On 8 January 2019, police detained Yang Zhengjun in Guangzhou on the charge of “picking quarrels and provoking trouble”. A day before his detention, about 50 Hunan migrant workers with pneumoconiosis arrived in Shenzhen to seek official responses to their previous petitions, but the police intercepted them and forcibly sent them back. Ke Chengbing and Wei Zhili continued to report on and provide support to the Hunan workers. On 20 March 2019, police detained Ke Chengbing and Wei Zhili in Guangzhou on the same charge as Yang Zhengjun.
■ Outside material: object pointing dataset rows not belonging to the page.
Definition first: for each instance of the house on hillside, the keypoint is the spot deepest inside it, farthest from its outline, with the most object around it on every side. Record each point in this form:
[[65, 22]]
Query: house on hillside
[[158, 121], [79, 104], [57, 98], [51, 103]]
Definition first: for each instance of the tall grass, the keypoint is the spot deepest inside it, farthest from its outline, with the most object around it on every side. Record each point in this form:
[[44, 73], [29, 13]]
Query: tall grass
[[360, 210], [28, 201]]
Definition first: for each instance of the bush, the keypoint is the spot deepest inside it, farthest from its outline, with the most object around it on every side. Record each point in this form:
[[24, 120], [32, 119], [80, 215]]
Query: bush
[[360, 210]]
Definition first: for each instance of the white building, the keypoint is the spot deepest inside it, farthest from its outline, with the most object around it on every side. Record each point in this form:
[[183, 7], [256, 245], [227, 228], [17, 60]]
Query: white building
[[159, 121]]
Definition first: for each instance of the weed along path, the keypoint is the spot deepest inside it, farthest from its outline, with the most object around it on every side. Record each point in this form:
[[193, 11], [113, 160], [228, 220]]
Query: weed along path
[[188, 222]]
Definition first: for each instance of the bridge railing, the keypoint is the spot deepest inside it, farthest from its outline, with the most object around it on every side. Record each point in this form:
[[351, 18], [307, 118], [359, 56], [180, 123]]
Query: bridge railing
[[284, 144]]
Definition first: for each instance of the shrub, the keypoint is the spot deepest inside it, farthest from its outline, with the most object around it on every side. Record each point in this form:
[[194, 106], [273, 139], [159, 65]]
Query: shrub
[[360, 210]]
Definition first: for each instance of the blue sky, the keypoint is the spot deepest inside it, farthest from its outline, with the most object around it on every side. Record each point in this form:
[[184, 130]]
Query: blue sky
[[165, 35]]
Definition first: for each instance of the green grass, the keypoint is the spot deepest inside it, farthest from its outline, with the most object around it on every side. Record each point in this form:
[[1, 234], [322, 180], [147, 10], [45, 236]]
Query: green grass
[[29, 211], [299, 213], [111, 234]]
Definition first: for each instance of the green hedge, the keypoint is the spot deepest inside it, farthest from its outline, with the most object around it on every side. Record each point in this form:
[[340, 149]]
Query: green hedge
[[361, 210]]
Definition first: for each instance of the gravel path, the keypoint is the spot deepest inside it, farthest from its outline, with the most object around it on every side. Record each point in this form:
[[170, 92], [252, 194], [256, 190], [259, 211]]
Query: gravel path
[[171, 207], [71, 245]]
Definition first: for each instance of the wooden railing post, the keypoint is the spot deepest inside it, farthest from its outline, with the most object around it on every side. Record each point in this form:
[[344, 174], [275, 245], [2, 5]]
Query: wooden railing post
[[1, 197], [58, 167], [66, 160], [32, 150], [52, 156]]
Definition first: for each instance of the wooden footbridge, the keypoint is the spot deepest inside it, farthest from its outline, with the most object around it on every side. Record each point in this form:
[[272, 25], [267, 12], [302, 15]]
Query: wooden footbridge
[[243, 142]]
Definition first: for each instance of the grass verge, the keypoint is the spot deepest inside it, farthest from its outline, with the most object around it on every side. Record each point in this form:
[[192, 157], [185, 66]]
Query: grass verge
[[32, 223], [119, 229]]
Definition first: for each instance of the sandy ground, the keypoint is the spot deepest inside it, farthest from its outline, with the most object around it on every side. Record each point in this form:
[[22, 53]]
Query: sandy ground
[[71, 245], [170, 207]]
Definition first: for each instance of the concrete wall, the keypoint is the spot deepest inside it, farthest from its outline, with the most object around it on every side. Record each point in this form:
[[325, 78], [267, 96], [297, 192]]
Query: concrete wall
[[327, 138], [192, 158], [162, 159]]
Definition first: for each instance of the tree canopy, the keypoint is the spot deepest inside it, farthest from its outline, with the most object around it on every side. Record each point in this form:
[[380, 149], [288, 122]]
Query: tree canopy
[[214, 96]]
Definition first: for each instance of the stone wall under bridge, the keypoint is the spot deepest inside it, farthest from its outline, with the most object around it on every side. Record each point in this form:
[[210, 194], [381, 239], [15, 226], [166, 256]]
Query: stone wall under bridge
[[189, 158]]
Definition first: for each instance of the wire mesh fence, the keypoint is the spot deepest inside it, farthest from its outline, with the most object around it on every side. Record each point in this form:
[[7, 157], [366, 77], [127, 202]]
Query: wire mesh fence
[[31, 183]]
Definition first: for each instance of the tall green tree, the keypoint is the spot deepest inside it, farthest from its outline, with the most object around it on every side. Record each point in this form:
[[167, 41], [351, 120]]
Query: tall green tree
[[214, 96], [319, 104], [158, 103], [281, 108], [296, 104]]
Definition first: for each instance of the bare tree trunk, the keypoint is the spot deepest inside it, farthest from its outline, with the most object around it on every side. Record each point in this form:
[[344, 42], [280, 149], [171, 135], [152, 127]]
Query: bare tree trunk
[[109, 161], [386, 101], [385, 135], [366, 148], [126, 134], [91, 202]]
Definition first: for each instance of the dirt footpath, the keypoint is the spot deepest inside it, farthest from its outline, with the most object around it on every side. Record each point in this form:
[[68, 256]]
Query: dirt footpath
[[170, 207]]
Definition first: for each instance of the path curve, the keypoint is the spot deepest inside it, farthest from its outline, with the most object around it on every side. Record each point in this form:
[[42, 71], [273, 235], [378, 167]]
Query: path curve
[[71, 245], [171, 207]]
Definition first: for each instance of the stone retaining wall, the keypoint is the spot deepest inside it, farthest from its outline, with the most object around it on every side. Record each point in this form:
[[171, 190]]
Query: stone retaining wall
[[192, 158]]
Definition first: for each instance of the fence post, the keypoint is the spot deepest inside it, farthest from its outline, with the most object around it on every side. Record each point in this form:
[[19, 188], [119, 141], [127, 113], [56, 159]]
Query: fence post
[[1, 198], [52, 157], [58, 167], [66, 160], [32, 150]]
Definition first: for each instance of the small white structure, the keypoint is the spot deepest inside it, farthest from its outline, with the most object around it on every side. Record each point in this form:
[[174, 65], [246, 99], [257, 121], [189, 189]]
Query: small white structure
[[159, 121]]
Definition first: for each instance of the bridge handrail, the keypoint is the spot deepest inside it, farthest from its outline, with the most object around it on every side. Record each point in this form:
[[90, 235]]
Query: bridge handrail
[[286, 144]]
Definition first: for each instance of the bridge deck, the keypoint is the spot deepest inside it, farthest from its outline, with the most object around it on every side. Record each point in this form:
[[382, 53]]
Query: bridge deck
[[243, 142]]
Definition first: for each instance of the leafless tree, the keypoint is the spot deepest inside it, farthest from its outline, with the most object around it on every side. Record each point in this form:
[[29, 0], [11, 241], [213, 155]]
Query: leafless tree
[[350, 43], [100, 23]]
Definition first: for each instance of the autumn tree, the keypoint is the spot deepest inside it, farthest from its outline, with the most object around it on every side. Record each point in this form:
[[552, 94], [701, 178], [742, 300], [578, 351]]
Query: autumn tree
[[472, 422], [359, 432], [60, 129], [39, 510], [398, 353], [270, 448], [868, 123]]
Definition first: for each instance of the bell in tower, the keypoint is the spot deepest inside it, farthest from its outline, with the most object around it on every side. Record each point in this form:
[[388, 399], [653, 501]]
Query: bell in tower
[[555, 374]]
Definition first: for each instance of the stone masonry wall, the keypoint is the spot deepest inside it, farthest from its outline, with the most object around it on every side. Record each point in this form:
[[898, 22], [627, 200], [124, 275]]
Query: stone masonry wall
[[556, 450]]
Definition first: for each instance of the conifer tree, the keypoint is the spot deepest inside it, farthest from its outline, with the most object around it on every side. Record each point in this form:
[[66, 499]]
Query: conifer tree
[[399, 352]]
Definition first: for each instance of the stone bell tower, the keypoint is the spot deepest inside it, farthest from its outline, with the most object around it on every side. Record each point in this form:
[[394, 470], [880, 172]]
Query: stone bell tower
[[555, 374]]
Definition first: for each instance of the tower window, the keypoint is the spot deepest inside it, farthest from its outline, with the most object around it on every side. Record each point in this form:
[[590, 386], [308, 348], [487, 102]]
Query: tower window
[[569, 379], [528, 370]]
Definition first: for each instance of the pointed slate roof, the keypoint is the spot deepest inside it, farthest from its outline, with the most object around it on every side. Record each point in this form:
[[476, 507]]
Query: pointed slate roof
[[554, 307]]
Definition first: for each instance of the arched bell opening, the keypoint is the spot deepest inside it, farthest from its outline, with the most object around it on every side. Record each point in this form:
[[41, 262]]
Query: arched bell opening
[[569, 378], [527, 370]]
After the initial 37-day detention period, the three labour rights defenders were placed under “residential surveillance in a designated location” (RSDL). Under China’s Criminal Procedure Law, the police can detain those suspected of committing a “national security” offence incommunicado for up to six months. However, the charge for which the three human rights defenders are arrested is a “public order” rather than a “national security” offence under the Criminal Law. RSDL has been widely criticised as de facto enforced disappearance.

During the initial detention period, lawyers hired by Ke Chengbing’s and Wei Zhili’s families were able to meet the two defenders, but no meetings were allowed after they were placed under RSDL around late April 2019. Yang Zhengjun’s lawyer was never allowed to meet his client. In August 2019, police informed the families of all three human rights defenders that they had been formally arrested on the charge of “picking quarrels and provoking trouble” and detained in the Shenzhen Municipal No. 2 Detention Centre. The police also informed the families that Ke Chengbing, Wei Zhili, and Yang Zhengjun had “dismissed” their family-appointed lawyers and that all three defenders have now “voluntarily hired” new lawyers.

In July 2019, four independent UN human rights experts sent an urgent appeal to the Chinese government expressing “serious concerns regarding the alleged arbitrary detention

and enforced disappearance” of the three labour rights defenders, as well as the obstacles preventing them from having sufficient meetings with their lawyers and from meeting with their family. The Chinese government rejected their concerns outright in its reply.

Front Line Defenders is deeply concerned about the arbitrary and pro-longed detention of Ke Chengbing, Wei Zhili, and Yang Zhengjun,and the dismissals of their lawyers. Front Line Defenders believes that their detention is solely motivated by their peaceful and legitimate work in the defence of labour rights.